Rouges jardinspar Guy Grandjean
search icon
Retour

Quand un grand paranoiaque*se berce d’illusions

Ecologie

 

 

 

Cette femme maraîchère souffrait régulièrement de dermatose importante au moment du ramassage de céleri branche. Cette plante Ombellifère – porteuse de très jolies ombelles- (ou Apiacée) est particulièrement riche en psoralène. C’est une molécule dite photosensibilisante, c’est dire qu’en présence des rayons ardents du soleil, nous pouvons développer des réactions dermatologiques très désagréables.

Tout comme la grande Berce, une plante de la même famille, mais elle, tout à fait infréquentable.
Un simple toucher de cette redoutable peut entraîner de sévères irritations, qui peuvent être graves.

Elle fait partie du top dix des plantes ennemies : Staline, impressionné par la vitesse de sa croissance, ses 4  mètres pour les plus grandes, en avait assuré une promotion comme fourrage, en 1947, en raison de sa richesse en proteines : mauvaise idée, très mauvaise idée.

Résistante à moins quarante °C, produisant 100000 graines par an, c’est une compétitrice très bien armée. Elle étouffe facilement les plantes voisines par son feuillage , et ses graines sont gorgées de psoralène, qui possède aussi un puissant effet anti germinatif.

Quand le fruit tombe, il diffuse, tue les autres graines, fait place nette : un beau berceau pour les bébés Berce… C’est une invasive, à détruire hors son biotope originel, sans barguigner, et en prenant les plus grandes précautions : elle n’aurait jamais dû quitter sa Géorgie natale. Comme du reste le trop célèbre moustachu d’acier.

En fait, elle n’est comestible pour le bétail qu’en jeunes pousses. Plus âgée, elle a été à l’origine d’un très grand nombre d’hospitalisations. Sa tige est creuse, on peut même en tailler une flute très appréciée,
une fois la plante séchée. Mais que l’enfant en fasse une sarbacane, ou pire une longue vue, et le médecin voit  arriver d’impressionnantes  faces brûlées. Elle a donc posé  un problème majeur dans quelques régions russes, où cette borchtchevik avait proliféré de la Sibérie aux pays Baltes dans les années 1970. Depuis une lutte sans merci s’est engagée contre la monopolistique…

Elle est arrivée en France il y a une cinquantaine d’années, semée par un colonel amateur de plantes exotiques. Mais elle n’a commencé sa colonisation, elle, que depuis un dizaine d’années, pour des raisons inconnues : elle est maintenant installée dans les Alpes, considérée comme  hors contrôle en ce moment.

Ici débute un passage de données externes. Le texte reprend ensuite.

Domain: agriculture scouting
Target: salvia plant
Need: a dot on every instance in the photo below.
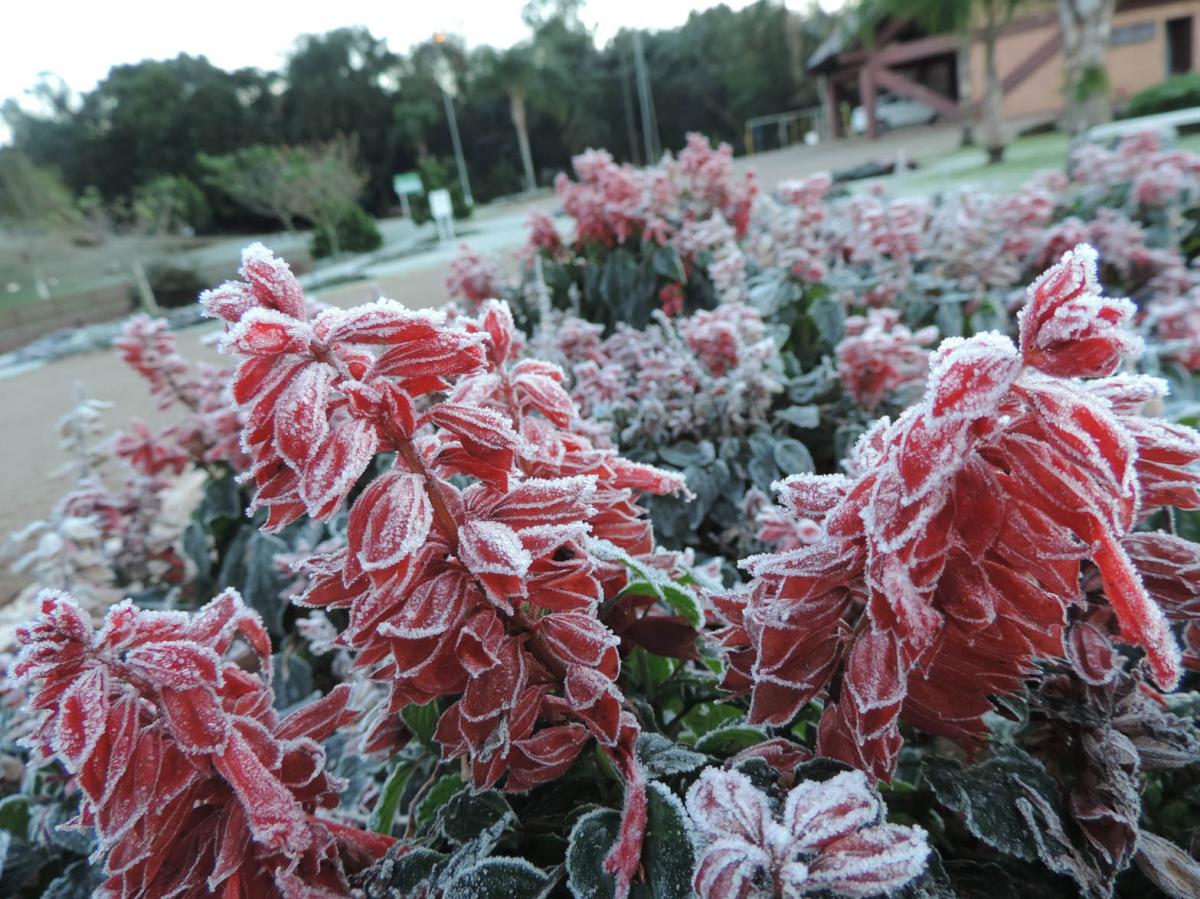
(689, 564)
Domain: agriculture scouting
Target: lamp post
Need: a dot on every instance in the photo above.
(444, 76)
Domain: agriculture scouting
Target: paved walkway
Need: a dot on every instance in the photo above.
(33, 400)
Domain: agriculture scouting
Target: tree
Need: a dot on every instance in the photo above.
(516, 73)
(35, 204)
(316, 184)
(329, 186)
(345, 82)
(1086, 28)
(963, 17)
(258, 178)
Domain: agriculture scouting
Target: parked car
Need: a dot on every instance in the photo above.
(892, 112)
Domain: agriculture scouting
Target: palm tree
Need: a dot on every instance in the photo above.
(517, 76)
(963, 17)
(1086, 28)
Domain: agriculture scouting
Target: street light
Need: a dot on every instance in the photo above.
(444, 76)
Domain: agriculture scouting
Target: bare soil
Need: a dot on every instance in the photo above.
(31, 401)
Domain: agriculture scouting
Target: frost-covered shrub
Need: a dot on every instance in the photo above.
(975, 509)
(828, 837)
(987, 599)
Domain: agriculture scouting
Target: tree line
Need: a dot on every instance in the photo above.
(522, 111)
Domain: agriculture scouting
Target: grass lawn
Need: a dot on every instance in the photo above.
(969, 167)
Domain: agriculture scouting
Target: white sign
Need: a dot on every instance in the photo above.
(439, 204)
(442, 210)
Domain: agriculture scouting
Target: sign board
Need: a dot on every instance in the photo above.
(439, 204)
(407, 184)
(442, 210)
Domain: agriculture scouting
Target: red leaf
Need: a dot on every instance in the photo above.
(336, 465)
(196, 718)
(390, 520)
(178, 665)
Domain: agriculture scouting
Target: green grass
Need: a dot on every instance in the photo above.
(969, 167)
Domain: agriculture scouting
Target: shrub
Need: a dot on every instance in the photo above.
(960, 653)
(355, 232)
(1180, 91)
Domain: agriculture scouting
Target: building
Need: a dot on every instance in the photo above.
(1151, 40)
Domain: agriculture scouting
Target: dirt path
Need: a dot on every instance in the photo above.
(33, 401)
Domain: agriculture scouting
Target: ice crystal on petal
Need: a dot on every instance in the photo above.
(975, 509)
(831, 838)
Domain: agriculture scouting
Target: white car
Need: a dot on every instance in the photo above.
(892, 112)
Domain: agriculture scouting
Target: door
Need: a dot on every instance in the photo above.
(1179, 46)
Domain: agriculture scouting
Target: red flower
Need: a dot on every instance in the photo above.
(189, 777)
(483, 587)
(948, 559)
(828, 839)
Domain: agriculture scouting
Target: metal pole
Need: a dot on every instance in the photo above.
(630, 125)
(457, 149)
(649, 131)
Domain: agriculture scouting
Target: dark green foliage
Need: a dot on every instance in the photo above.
(1181, 91)
(354, 233)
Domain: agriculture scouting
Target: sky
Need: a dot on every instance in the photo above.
(81, 40)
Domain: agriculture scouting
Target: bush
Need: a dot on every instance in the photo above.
(173, 286)
(577, 672)
(355, 233)
(1181, 91)
(436, 175)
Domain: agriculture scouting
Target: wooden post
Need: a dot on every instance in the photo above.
(833, 114)
(868, 96)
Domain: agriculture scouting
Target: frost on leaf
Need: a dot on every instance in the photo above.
(191, 780)
(467, 571)
(963, 535)
(831, 837)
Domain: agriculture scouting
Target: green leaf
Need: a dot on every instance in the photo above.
(498, 879)
(263, 588)
(987, 796)
(829, 319)
(383, 815)
(196, 547)
(677, 597)
(663, 757)
(667, 852)
(293, 678)
(708, 717)
(688, 453)
(423, 721)
(468, 814)
(222, 499)
(592, 838)
(730, 741)
(408, 871)
(793, 457)
(803, 417)
(438, 796)
(15, 815)
(669, 264)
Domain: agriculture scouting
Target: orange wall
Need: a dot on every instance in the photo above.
(1132, 67)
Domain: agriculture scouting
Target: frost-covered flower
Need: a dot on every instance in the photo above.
(880, 357)
(973, 510)
(473, 277)
(829, 837)
(467, 570)
(190, 779)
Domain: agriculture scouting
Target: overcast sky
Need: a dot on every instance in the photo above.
(79, 40)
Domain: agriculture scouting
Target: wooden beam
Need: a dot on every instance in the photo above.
(922, 48)
(905, 87)
(1021, 72)
(867, 93)
(1042, 54)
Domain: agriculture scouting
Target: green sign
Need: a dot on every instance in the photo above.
(407, 183)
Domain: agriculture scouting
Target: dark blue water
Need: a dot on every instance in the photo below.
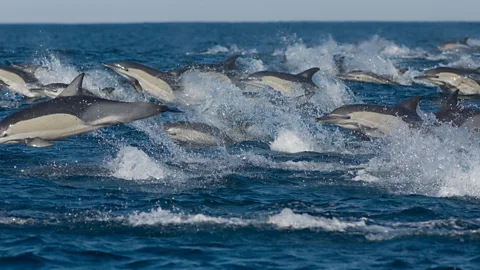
(295, 195)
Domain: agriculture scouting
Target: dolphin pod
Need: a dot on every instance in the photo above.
(74, 110)
(69, 114)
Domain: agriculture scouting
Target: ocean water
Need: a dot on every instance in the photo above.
(293, 195)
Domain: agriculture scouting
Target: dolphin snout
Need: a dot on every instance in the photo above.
(109, 65)
(329, 117)
(425, 77)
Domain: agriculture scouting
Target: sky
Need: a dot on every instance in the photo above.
(124, 11)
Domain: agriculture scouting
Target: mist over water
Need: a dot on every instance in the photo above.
(288, 192)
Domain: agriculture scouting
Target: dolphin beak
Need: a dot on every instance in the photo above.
(425, 77)
(328, 118)
(112, 66)
(171, 109)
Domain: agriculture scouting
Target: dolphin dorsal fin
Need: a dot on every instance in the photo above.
(410, 104)
(230, 62)
(308, 74)
(74, 88)
(450, 103)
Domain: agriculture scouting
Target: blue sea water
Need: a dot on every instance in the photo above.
(294, 195)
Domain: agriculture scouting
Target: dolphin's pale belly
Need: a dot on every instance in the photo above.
(370, 123)
(155, 86)
(48, 127)
(190, 136)
(286, 88)
(363, 77)
(466, 85)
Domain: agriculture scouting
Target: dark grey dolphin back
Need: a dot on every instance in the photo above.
(464, 41)
(408, 109)
(106, 112)
(230, 63)
(307, 75)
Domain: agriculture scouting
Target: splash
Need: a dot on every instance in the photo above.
(134, 164)
(289, 142)
(442, 162)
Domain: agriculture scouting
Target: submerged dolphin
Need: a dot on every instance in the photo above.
(160, 85)
(451, 112)
(375, 120)
(454, 45)
(285, 83)
(31, 69)
(18, 81)
(467, 81)
(223, 67)
(55, 89)
(70, 114)
(196, 134)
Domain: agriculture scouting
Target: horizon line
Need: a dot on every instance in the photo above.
(238, 22)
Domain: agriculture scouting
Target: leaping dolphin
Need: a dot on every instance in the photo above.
(449, 79)
(375, 120)
(457, 115)
(196, 134)
(285, 83)
(70, 114)
(454, 45)
(18, 81)
(160, 85)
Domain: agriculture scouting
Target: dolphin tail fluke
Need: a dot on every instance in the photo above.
(74, 88)
(410, 104)
(230, 62)
(308, 74)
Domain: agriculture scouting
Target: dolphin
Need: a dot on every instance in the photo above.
(449, 79)
(375, 120)
(222, 67)
(454, 45)
(31, 69)
(71, 113)
(456, 115)
(225, 71)
(365, 76)
(285, 83)
(55, 89)
(160, 85)
(196, 134)
(18, 81)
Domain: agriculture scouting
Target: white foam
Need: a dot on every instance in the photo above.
(442, 162)
(134, 164)
(164, 217)
(289, 142)
(287, 219)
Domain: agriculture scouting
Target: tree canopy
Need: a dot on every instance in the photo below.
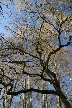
(36, 54)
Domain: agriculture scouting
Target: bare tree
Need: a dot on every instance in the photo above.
(35, 61)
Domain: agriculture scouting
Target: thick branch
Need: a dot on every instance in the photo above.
(34, 90)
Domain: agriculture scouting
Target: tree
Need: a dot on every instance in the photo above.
(36, 59)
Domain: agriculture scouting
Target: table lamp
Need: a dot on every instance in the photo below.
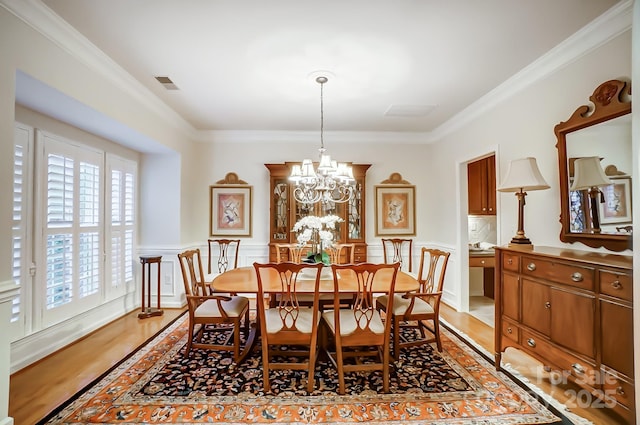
(589, 175)
(522, 175)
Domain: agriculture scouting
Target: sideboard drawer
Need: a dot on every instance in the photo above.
(510, 330)
(583, 372)
(567, 274)
(616, 284)
(482, 261)
(511, 262)
(620, 390)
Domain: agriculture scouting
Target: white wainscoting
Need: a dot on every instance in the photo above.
(36, 346)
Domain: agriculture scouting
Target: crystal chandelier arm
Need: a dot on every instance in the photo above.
(331, 182)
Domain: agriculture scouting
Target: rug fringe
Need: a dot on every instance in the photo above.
(561, 407)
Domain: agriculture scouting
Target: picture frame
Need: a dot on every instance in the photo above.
(230, 209)
(395, 210)
(616, 207)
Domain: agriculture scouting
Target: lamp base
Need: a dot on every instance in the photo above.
(520, 241)
(521, 246)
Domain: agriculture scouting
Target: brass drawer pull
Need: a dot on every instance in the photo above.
(578, 369)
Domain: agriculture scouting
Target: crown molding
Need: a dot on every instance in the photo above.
(38, 16)
(305, 137)
(604, 28)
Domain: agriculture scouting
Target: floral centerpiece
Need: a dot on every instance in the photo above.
(318, 231)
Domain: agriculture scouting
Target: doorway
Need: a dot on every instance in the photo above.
(482, 236)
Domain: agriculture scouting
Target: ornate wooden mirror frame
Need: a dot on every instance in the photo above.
(611, 100)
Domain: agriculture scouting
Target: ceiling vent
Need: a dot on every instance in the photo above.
(409, 110)
(167, 83)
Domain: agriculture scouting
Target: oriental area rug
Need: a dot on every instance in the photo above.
(160, 384)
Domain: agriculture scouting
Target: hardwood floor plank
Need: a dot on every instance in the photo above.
(39, 388)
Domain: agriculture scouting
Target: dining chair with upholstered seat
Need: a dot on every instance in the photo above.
(416, 309)
(289, 329)
(295, 252)
(209, 312)
(223, 256)
(227, 255)
(359, 331)
(398, 250)
(335, 253)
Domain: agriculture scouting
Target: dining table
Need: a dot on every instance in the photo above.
(244, 280)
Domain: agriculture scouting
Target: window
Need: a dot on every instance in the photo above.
(73, 228)
(76, 259)
(120, 228)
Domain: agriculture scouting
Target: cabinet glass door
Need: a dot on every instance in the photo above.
(280, 215)
(354, 218)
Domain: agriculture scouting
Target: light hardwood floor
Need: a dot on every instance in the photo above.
(38, 389)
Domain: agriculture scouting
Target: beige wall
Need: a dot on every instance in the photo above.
(523, 126)
(175, 184)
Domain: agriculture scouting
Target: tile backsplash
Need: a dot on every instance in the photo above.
(482, 228)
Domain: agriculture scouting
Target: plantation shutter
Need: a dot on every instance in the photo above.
(120, 227)
(73, 228)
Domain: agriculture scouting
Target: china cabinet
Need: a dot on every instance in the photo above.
(285, 211)
(573, 311)
(481, 177)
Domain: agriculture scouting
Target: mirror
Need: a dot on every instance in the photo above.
(599, 216)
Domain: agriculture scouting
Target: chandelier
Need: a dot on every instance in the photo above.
(331, 181)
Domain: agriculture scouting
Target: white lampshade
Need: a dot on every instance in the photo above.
(588, 173)
(523, 174)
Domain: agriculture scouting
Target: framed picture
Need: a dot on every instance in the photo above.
(616, 207)
(395, 210)
(230, 210)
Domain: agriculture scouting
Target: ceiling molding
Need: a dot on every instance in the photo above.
(39, 17)
(604, 28)
(310, 137)
(612, 23)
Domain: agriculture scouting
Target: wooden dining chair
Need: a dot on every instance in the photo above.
(214, 310)
(335, 253)
(289, 323)
(359, 332)
(398, 250)
(416, 309)
(227, 255)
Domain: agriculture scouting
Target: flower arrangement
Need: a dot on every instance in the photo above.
(319, 232)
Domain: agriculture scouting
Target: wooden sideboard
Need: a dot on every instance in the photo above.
(573, 311)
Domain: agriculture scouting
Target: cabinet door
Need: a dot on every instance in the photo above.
(617, 336)
(510, 296)
(280, 210)
(491, 185)
(536, 306)
(355, 215)
(572, 321)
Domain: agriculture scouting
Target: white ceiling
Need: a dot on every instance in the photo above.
(250, 64)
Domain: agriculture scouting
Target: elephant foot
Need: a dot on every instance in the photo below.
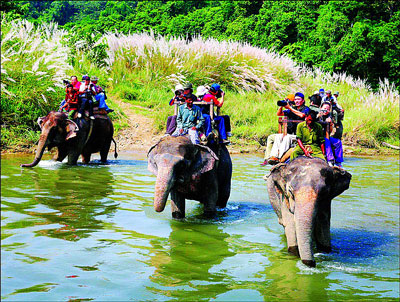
(309, 263)
(209, 214)
(178, 215)
(294, 250)
(324, 248)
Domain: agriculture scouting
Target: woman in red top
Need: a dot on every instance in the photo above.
(71, 101)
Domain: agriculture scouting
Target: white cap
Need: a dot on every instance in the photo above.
(178, 87)
(201, 90)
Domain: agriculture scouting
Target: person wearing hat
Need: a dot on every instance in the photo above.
(171, 120)
(310, 138)
(75, 85)
(100, 96)
(189, 119)
(86, 93)
(220, 120)
(282, 144)
(322, 93)
(276, 137)
(71, 101)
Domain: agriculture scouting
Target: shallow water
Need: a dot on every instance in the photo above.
(90, 233)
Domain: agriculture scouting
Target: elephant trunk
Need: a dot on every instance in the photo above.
(305, 213)
(164, 183)
(39, 152)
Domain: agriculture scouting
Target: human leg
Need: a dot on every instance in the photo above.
(337, 150)
(227, 122)
(328, 150)
(71, 114)
(270, 142)
(207, 124)
(194, 136)
(285, 144)
(171, 124)
(221, 128)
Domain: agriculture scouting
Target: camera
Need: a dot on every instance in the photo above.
(281, 103)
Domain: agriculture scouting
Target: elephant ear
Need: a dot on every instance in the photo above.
(40, 121)
(151, 162)
(205, 160)
(72, 129)
(278, 188)
(341, 181)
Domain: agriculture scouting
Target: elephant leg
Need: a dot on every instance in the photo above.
(86, 157)
(322, 231)
(290, 230)
(104, 151)
(62, 153)
(223, 196)
(177, 205)
(210, 203)
(73, 158)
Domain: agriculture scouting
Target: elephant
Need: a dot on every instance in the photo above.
(300, 193)
(189, 171)
(74, 137)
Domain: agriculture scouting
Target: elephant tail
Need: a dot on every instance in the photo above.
(115, 148)
(90, 131)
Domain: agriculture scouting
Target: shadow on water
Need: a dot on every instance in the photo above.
(349, 246)
(192, 249)
(116, 162)
(73, 198)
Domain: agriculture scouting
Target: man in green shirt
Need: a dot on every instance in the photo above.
(189, 119)
(310, 138)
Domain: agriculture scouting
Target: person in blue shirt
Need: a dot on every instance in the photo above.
(296, 112)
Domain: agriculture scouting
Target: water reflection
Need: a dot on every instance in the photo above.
(192, 250)
(129, 252)
(73, 200)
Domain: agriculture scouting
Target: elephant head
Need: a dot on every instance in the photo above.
(55, 130)
(301, 193)
(178, 164)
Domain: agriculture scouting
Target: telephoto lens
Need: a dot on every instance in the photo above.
(281, 103)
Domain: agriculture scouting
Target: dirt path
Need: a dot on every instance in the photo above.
(140, 135)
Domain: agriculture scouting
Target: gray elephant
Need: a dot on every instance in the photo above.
(301, 193)
(74, 137)
(189, 171)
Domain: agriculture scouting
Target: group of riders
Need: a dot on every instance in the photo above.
(313, 131)
(84, 95)
(197, 121)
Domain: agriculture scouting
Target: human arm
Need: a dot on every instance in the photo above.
(179, 118)
(296, 112)
(300, 143)
(200, 119)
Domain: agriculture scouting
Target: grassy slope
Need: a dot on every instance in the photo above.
(142, 69)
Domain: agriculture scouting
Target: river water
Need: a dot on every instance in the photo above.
(90, 233)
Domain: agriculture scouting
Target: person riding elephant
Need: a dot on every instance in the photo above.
(74, 137)
(189, 171)
(301, 193)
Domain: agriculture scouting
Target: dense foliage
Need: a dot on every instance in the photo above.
(361, 38)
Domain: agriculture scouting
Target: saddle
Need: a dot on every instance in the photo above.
(99, 113)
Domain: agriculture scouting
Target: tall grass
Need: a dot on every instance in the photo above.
(33, 64)
(142, 69)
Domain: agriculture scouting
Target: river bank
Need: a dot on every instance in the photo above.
(137, 132)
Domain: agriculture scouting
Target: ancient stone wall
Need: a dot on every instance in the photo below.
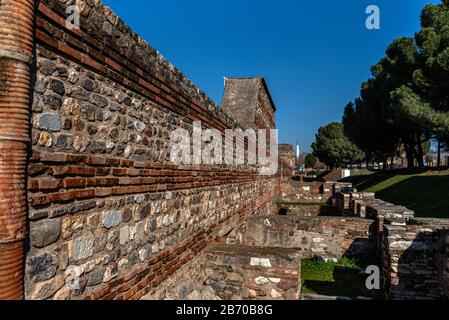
(413, 258)
(329, 237)
(235, 272)
(110, 216)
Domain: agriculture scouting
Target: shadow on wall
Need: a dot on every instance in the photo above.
(426, 195)
(418, 276)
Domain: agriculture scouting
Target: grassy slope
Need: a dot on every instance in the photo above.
(335, 279)
(425, 192)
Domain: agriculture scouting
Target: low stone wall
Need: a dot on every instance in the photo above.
(443, 261)
(413, 259)
(329, 237)
(309, 210)
(234, 272)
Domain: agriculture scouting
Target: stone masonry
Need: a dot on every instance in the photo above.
(110, 216)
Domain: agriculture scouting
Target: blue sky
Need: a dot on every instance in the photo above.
(313, 54)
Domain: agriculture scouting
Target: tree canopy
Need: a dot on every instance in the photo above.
(333, 147)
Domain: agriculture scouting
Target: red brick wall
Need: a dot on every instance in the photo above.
(107, 208)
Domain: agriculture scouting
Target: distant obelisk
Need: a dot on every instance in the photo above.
(298, 150)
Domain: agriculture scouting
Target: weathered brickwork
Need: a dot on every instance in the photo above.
(415, 260)
(110, 216)
(235, 272)
(329, 237)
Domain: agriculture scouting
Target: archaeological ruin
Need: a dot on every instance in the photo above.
(91, 207)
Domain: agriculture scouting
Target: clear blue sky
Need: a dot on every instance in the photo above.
(313, 54)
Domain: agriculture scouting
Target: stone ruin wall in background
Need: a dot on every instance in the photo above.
(105, 203)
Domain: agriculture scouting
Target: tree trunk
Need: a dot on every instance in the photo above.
(420, 152)
(409, 154)
(439, 154)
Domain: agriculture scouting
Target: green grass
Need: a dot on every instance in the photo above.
(423, 191)
(343, 278)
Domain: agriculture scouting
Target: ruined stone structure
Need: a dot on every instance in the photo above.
(91, 207)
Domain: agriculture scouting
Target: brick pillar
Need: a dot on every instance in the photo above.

Seule une réaction d’ordre national peut nous éviter le genre de facture salée que paye l’Allemagne chaque année pour lutter contre cette super prédatrice : 10 millions d’Euros /an !

 

Grande berce séchée

Mais revenons à nos champs maraîchers. Cette année là, notre ramasseuse de céleri avait même développé de magnifiques ulcères cornéens,  qui avait nécessité une hospitalisation. Seulement voilà, elle était enceinte.

A la naissance, bébé souffrait d’ulcères cornéens, il est donc resté trois semaines à l’hôpital entre les mains expertes des ophtalmos et s’en est bien tiré.

Qui dira que le ciel des foetus est le même pour tous ?

Le psoralène  a été utilisé jusque dans les années 1995 comme agent bronzant. Quand on a bien étudié ses propriétés mutagènes, on s’est calmé un peu, on l’a même interdit. Il est resté un intéressant médicament utilisé dans la PUVA-thérapie, à doses contrôlées (psoriasis, eczéma, vitiligo).

Récemment une équipe a montré qu’il était un facteur de risque de  mélanome chez les personnes blondes ou rousses. Chez ces personnes, la consommation quotidienne de jus d’orange ou de pamplemousse est associée à une augmentation de 30 % de risque de cancer de la peau…

Reste que c’est bien sûr l’exposition excessive à notre astre aimé qui reste le principal pourvoyeur d’ennuis de santé : les anglais à peau claire l’ont vite compris quand ils sont venus se frotter au soleil australien au XIX ème siècle.

Et notre grandissante population chauve anime le commerce des casquettes et autres couvre-chefs en été…

Cette grande berce s’est invitée dans ce magnifique jardin, où elle est tout à fait indésirable, pour son simple contact, qui peut-être cuisant.

* Staline avait choisi de se faire appeler du surnom que ses camarades lui avait donné dès 1913 « Homme d’acier ». A la fin de sa vie, chaque soir,  il choisissait seul la chambre de sa grande datcha, pour y passer la nuit. Les 7 chambres possédaient toutes une porte blindée.